Certains souffrent de douleurs physiques, principalement des troubles musculosquelettiques, d’autres de troubles psychologiques.  Pour ces derniers, il est sans doute plus difficile d’être utile en tant que service de prévention ?

LG : Au contraire. Lorsqu’un problème de santé mentale se pose, on le considère beaucoup trop vite comme incompatible avec le travail. Rappelons toutefois qu’une personne sur quatre fait face à un problème de santé mentale durant sa carrière professionnelle. C’est d’autant plus problématique car, aujourd’hui, le retour au travail ne fait pas du tout partie du traitement. Là aussi, je tiens le même plaidoyer : examinons ce que de chouettes collègues et de bons responsables directs peuvent signifier l’un pour l’autre. Est-il question d’un conflit ? La charge de travail est-elle trop lourde ? Y a-t-il un décalage entre les compétences et les attentes ?  Identifions toutes ces choses plus rapidement.  Cela demande une approche individuelle, sur mesure, en tenant compte des besoins. Et là, tout le monde doit assumer ses responsabilités, depuis le responsable direct aux services de prévention en passant par les RH. 

Quel rôle voyez-vous pour les assureurs dans le cadre d’une nouvelle approche ?

LG : Ce que les assureurs font bien, c’est assurer (rires), cette sécurité financière est d’ailleurs très importante. Il est également essentiel d’avoir conscience que nous poursuivons tous le même objectif, à savoir « aider les gens à retourner au travail », que nous portons le même message, que nous sommes sur la même longueur d’onde. Que tout intervenant qui entre en contact avec un employeur, avec une personne en incapacité de travail, partage la même vision, agit dans le même sens. Et toute initiative en ce sens peut constituer une aide. Aujourd’hui, les assureurs mettent fortement l’accent sur une détection rapide. Ils peuvent atteindre un groupe très spécifique que d’autres acteurs ont souvent plus de mal à joindre.  Les assureurs font donc certainement partie du puzzle que nous sommes en train de constituer. Nous établissons ensemble la cartographie des initiatives et des groupes cibles.

Les assureurs font partie du puzzle que nous sommes en train de constituer. Ils peuvent jouer un rôle très incitatif.

Les assureurs peuvent œuvrer de manière très incitative.  Ils ont déjà participé à quelques tables rondes afin d’examiner ensemble la bonne façon d’harmoniser tous ces efforts ou initiatives. Nous évitons ainsi que chacun travaille de son côté et cela nous permet d'évoluer vers un ensemble logique.

Cette harmonisation, cet alignement, ce n’est toutefois pas aussi simple, car un grand nombre d’acteurs interviennent, depuis les médecins aux coaches, en passant par d’autres acteurs. Cela rend parfois la tâche difficile pour l’intéressé de savoir à qui s’adresser. Nous devons ensemble y mettre bon ordre. 
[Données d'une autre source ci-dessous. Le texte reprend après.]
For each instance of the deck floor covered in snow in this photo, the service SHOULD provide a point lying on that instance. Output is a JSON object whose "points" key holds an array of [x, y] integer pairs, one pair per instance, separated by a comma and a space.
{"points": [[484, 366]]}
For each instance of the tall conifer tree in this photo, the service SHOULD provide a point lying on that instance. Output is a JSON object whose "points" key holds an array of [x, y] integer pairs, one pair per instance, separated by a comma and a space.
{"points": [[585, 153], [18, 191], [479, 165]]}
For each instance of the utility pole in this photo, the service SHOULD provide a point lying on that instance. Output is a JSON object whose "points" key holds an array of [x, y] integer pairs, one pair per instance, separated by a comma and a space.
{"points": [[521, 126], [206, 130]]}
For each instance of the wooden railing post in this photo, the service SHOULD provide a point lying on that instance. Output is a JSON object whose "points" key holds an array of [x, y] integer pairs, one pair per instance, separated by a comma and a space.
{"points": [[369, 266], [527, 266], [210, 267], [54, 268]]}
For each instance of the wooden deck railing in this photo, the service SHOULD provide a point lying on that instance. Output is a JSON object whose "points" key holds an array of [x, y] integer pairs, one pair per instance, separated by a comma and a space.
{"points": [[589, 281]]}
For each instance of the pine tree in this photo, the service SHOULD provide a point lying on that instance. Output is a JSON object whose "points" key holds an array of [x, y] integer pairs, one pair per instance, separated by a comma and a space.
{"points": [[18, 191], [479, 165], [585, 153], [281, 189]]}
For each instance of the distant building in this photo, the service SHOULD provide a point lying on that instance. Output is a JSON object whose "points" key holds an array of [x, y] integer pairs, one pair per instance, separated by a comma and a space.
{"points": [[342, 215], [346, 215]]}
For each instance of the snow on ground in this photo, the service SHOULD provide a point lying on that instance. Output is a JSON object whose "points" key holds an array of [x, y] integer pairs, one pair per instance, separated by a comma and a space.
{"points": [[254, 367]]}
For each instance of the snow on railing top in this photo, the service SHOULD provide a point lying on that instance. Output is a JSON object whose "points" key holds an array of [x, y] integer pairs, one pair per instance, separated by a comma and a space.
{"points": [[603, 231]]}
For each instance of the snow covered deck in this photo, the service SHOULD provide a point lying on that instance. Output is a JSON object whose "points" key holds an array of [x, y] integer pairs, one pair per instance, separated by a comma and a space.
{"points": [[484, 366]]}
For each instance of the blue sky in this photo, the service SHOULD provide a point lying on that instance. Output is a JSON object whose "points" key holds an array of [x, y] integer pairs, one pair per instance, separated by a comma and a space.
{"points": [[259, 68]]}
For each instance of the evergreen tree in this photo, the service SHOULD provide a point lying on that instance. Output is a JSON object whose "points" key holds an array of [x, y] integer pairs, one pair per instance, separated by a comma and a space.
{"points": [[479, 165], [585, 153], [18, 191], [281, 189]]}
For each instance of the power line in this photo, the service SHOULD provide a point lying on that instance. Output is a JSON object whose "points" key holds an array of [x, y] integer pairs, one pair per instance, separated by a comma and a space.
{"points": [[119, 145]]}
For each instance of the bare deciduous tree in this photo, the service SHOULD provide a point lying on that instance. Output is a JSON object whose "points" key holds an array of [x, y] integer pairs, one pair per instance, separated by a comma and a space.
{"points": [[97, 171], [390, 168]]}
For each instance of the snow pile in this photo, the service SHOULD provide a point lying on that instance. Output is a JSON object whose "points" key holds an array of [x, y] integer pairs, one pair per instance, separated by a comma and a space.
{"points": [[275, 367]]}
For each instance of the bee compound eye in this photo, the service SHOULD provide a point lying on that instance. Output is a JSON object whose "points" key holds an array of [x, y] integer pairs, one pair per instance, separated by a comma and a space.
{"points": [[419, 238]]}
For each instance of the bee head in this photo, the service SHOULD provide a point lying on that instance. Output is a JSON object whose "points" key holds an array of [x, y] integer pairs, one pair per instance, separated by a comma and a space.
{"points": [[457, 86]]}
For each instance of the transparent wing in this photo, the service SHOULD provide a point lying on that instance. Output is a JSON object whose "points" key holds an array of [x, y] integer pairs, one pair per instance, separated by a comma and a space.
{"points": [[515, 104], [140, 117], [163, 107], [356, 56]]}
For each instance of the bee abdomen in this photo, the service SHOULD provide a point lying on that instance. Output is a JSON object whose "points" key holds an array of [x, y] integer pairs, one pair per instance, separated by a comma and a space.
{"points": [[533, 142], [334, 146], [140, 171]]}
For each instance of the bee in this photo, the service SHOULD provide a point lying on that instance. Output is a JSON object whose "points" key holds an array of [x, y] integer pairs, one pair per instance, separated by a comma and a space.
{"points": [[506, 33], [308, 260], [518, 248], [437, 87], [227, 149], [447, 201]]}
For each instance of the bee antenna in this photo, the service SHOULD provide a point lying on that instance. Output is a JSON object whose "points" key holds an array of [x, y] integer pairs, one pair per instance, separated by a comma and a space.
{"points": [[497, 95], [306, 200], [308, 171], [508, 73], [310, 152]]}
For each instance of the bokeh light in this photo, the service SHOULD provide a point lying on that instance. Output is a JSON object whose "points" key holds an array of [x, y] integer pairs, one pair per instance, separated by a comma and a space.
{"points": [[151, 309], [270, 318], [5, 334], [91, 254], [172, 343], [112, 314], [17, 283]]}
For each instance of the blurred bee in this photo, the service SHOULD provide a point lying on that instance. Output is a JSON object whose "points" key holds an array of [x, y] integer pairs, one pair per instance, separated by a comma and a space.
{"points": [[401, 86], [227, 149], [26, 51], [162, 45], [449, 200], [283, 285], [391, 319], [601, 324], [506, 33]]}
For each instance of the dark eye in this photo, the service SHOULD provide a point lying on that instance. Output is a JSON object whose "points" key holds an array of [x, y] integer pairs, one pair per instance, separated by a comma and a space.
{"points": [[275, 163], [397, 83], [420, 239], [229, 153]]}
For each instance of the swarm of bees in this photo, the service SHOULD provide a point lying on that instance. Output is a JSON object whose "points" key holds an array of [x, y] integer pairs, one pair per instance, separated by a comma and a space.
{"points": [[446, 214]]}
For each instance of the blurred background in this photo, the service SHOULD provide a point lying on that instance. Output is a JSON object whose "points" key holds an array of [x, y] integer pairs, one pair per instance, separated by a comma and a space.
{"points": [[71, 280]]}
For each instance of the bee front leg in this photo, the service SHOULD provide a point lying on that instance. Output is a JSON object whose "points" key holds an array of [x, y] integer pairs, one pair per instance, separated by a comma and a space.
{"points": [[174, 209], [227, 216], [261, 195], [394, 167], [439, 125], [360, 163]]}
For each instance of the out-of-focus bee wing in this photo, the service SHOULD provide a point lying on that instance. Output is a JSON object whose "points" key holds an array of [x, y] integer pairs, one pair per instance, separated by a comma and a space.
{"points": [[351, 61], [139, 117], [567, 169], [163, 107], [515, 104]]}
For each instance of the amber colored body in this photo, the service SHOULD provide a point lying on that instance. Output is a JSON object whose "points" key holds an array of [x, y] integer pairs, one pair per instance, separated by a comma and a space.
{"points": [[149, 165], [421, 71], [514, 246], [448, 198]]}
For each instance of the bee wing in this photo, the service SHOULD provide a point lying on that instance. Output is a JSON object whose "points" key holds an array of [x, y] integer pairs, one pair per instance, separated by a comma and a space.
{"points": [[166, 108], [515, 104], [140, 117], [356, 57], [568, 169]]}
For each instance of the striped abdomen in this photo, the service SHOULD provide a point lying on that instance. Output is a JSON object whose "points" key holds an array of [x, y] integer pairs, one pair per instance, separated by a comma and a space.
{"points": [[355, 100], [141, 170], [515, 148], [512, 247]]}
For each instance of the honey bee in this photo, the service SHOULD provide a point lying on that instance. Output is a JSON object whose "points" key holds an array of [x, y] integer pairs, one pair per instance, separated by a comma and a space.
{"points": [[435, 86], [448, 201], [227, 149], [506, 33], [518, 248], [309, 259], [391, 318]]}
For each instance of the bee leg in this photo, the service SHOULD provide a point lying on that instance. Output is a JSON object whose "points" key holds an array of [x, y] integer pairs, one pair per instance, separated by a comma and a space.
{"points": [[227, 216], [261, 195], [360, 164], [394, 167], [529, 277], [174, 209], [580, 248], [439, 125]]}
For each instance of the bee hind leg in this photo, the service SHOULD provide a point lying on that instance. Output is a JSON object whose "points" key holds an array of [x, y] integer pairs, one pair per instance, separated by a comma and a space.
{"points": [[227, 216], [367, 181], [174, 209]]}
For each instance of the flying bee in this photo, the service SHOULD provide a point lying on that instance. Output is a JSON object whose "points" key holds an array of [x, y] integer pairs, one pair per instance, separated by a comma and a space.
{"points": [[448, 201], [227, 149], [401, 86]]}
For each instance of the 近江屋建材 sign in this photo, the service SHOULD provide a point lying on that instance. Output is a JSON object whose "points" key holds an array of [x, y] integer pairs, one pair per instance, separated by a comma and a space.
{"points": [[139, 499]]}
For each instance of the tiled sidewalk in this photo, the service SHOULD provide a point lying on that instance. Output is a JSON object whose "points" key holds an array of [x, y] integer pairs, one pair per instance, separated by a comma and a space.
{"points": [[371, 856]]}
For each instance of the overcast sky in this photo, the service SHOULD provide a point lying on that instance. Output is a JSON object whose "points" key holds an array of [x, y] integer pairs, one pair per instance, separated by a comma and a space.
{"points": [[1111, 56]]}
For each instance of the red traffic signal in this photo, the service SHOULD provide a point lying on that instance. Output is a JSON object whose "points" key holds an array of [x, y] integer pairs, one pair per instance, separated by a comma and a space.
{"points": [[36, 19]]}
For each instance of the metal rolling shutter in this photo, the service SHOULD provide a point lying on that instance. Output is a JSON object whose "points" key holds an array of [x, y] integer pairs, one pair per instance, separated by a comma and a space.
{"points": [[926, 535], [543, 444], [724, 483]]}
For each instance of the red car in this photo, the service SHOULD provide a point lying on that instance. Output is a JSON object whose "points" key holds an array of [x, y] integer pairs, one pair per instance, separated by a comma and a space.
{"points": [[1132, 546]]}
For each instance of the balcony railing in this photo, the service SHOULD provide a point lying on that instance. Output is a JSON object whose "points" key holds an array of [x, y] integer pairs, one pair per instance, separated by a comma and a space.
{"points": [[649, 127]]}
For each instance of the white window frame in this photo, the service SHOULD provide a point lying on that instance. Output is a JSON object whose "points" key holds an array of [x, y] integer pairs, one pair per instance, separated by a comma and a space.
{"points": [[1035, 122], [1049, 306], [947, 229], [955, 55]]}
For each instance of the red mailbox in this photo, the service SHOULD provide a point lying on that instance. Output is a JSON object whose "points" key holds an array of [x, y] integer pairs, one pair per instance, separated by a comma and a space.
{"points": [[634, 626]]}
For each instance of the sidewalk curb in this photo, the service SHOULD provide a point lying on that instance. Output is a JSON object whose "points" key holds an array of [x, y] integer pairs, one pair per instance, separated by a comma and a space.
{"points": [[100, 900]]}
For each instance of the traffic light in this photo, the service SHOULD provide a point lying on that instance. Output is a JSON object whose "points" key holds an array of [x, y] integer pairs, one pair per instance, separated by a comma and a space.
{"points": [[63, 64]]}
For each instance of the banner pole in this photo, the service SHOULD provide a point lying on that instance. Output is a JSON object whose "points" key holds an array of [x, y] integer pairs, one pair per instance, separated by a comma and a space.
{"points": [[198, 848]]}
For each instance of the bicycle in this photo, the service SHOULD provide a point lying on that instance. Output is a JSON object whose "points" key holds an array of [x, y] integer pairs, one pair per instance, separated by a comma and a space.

Enfin, je crois fermement en une collaboration locale, avec des zones de première ligne. Nous sommes en train de tester cela à Louvain et dans le nord du Limbourg, et cela fonctionne très bien. L’idée revient à aiguiller l’intéressé vers l’acteur local le plus approprié, c’est donc une approche très ciblée, qui offre beaucoup de potentiel.